Nowadays a very common solution are responsive tables, where rows in the dataset are rearranged to card like elements.
This is good solution when single data points have to be analysed without the need for context from the whole dataset. Horizontal size constraints can be circumvented by extending the datapoint vertically. But very often the whole point of a table is the ease with which datapoints can be compared to each other and to the whole of the dataset.
In the context of operational user interfaces, this strategy has the added disadvantage of making batch operations nearly impossible to use in an intuitive manner as datapoints will use a lot of the vertical space available on screen.

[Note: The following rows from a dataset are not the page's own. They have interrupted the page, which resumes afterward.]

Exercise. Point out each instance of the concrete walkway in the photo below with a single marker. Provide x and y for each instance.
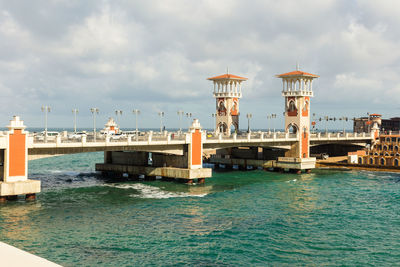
(14, 257)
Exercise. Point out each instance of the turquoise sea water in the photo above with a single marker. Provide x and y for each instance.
(238, 218)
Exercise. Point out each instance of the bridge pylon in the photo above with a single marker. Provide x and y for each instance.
(14, 168)
(297, 91)
(227, 92)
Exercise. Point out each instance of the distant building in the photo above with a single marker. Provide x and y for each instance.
(365, 124)
(392, 124)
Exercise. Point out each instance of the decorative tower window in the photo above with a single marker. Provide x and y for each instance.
(227, 91)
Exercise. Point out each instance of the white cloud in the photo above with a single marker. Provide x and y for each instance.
(157, 55)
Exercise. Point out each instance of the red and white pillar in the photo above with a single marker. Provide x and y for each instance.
(195, 149)
(15, 173)
(16, 153)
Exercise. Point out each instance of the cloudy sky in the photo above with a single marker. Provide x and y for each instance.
(156, 55)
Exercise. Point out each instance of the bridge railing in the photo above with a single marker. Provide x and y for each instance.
(252, 136)
(340, 135)
(89, 138)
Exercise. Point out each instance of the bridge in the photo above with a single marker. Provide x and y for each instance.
(177, 155)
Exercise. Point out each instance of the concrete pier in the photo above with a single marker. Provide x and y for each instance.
(187, 166)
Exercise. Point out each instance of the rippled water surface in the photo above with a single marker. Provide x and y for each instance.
(237, 218)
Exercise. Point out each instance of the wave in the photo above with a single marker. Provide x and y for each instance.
(147, 191)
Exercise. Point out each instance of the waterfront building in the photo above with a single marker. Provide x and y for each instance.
(227, 93)
(364, 124)
(111, 127)
(392, 124)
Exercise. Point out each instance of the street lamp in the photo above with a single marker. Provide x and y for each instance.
(94, 112)
(271, 117)
(118, 113)
(248, 116)
(180, 114)
(161, 114)
(189, 115)
(75, 111)
(214, 115)
(45, 109)
(344, 119)
(136, 112)
(326, 124)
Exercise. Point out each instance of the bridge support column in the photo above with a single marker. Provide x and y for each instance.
(187, 167)
(14, 170)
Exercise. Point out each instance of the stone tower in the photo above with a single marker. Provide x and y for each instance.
(227, 92)
(297, 91)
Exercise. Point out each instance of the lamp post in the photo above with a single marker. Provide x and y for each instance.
(326, 124)
(136, 112)
(118, 114)
(248, 116)
(161, 114)
(75, 111)
(189, 115)
(94, 112)
(180, 114)
(313, 123)
(45, 109)
(214, 115)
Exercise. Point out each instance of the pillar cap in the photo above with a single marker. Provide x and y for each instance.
(16, 123)
(195, 125)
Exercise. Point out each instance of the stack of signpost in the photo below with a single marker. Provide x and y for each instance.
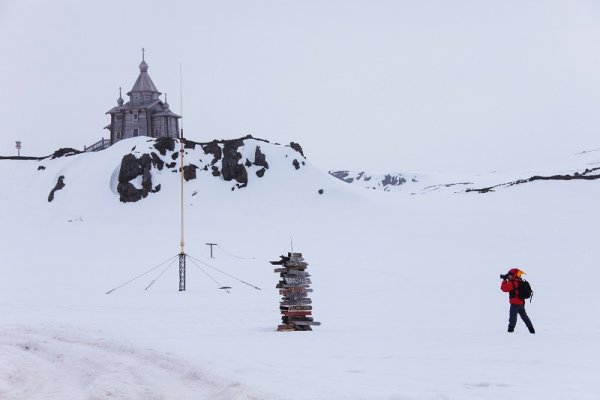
(294, 286)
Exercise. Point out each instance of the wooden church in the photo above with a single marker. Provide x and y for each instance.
(145, 114)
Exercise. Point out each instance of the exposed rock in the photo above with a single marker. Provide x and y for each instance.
(260, 159)
(65, 152)
(297, 147)
(163, 144)
(131, 168)
(60, 183)
(230, 169)
(342, 175)
(189, 172)
(214, 149)
(393, 180)
(156, 161)
(588, 174)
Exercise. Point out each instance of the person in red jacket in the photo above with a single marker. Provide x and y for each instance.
(510, 284)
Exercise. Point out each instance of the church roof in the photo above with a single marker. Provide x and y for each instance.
(144, 82)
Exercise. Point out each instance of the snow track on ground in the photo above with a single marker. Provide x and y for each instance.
(65, 364)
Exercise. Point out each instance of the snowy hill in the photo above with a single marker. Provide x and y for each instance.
(584, 166)
(406, 287)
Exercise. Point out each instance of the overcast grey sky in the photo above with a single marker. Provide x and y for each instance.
(375, 85)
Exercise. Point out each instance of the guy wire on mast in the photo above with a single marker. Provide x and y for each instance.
(182, 255)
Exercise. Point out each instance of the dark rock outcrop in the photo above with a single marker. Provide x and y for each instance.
(189, 172)
(157, 162)
(342, 175)
(230, 167)
(163, 144)
(60, 183)
(588, 174)
(214, 149)
(65, 152)
(390, 180)
(297, 147)
(260, 159)
(131, 168)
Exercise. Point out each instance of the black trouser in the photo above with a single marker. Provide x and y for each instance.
(512, 320)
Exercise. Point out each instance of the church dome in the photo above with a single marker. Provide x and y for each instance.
(143, 66)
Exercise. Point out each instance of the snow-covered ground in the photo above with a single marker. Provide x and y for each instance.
(406, 287)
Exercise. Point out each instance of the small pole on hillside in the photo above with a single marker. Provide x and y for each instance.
(211, 245)
(181, 242)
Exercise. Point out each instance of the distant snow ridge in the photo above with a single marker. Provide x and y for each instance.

Abbreviation and usage of icons
The topic of abbreviations and usage of icons might be a bit controversial as both of those might not be very clear to untrained users. So as mentioned before, keep your users in mind. If you design an application for users who are very familiar with the data displayed, they will understand different representations of labels and values without much help. If your application is aimed to help untrained, casual users who are not familiar with the data displayed, an excessive amount of abbreviations and the use of icons which are not commonly used might not be a wise idea.
What to take from this article
There is no one correct way to solve the challenge of data rich user interfaces, but in my experience, the key points to keep in mind while designing are the following:
Keep the user in mind. Get to know their workflows and the intricacies of the data they work with. It’s the only sure way to know where data can be omitted and how progressive disclosure of data makes sense in their day to day business.
Do not get bogged down by common UI best practices, as they are often meant to help casual users absorb lots of data fast without the need to operate on the data or compare datapoints.
Functionality over form. In the end, when talking about operational user interfaces, efficiency of the user is the most important. You do not have to make a perfect visual first impression. Applications like this will not be a company’s landing page where you lose your customer in the first few seconds if they do not like the visual design of the page. They usually have no choice but to use your application in their workflows, so we owe it to them to focus on making their task as easy as possible, even if the aesthetic design suffers.
So, my most important tips are to talk to the people who use the interface, work with production data whenever possible instead of placeholders and to get to know the data, its dependencies and complexities. In my opinion, those are the only ways to provide efficient solutions to your customers.